У них с Нунной-пальваном был одни ишак на двоих, да и тот не свой, а Поллыка. Заведующий фермой ушел куда-то, и Нунна уговорил его хозяйку удружить им ишака. Если бы женщина знала, как Нунна-пальван станет обращаться с бедной скотиной, и во двор не пустила бы.
Прежде всего он предложил Анкару-ага ехать на ишаке по очереди, а когда Анкар возразил: мол, без отдыха под седоком ишак устанет, Нунна заявил, что такую скотину жалеть нечего — не на праведные деньги куплена.

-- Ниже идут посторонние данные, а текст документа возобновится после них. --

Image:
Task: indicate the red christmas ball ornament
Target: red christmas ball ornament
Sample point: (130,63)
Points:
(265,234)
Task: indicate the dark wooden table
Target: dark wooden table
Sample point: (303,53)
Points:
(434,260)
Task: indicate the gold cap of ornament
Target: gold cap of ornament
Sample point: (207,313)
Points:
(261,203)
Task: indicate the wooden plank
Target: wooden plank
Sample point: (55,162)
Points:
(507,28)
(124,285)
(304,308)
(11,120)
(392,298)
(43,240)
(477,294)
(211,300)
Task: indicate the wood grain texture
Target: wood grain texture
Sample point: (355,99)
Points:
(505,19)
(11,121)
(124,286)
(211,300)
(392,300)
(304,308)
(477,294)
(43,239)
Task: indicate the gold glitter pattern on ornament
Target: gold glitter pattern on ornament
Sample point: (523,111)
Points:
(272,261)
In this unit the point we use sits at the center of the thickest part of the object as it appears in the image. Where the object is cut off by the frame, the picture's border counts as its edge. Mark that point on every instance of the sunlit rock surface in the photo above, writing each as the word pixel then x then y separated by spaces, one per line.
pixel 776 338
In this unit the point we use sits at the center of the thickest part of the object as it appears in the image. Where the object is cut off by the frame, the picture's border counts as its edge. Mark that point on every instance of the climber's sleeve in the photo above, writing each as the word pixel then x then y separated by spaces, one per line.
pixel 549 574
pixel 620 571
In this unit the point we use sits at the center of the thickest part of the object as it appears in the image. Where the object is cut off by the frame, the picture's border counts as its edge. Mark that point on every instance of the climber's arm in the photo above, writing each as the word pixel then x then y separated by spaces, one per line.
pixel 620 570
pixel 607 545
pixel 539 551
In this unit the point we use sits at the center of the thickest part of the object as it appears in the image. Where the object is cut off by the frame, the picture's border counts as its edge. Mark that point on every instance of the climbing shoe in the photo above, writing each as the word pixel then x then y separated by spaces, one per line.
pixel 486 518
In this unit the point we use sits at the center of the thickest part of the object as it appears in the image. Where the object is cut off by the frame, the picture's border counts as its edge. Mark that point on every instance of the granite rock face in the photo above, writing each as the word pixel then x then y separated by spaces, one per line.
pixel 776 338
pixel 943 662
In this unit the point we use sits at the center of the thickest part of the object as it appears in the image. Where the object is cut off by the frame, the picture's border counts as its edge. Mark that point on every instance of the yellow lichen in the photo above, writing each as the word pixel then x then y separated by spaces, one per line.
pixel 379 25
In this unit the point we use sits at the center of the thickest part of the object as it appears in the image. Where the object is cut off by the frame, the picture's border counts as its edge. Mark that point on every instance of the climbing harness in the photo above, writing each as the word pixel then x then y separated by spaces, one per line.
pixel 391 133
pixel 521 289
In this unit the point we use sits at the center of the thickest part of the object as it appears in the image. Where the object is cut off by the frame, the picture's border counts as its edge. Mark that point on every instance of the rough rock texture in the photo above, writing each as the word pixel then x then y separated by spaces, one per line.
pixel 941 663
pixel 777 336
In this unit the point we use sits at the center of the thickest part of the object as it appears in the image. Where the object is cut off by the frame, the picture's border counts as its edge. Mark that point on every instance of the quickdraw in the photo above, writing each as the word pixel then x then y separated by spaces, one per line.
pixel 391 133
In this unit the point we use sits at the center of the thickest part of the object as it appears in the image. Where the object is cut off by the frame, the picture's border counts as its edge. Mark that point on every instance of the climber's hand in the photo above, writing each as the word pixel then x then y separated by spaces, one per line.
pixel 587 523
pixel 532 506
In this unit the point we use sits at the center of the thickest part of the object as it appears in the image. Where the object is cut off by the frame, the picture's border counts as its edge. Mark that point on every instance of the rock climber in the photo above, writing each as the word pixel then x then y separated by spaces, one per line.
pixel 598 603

— Мы с тобой скоро год здесь и никак на ишака не соберем, а у Поллыка и шинель, и сапоги, и ишака сразу купил. Думаешь, спроста?
— У него хозяйство… Не все такие голые, как ты, — попытался возразить Анкар-ага.
— Да брось, Анкар, по ишаку видно, какой у него хозяин: приметил — сено сложено, сразу туда тычется! Куда лезешь, проклятый! — Нунна-пальван резко дернул за уздцы и стукнул ишака палкой.
— Зря ты над скотиной мудруешь, — укоризненно заметил Анкар-ага. — Может, Поллык его в этих местах купил, вот и тянет к дому…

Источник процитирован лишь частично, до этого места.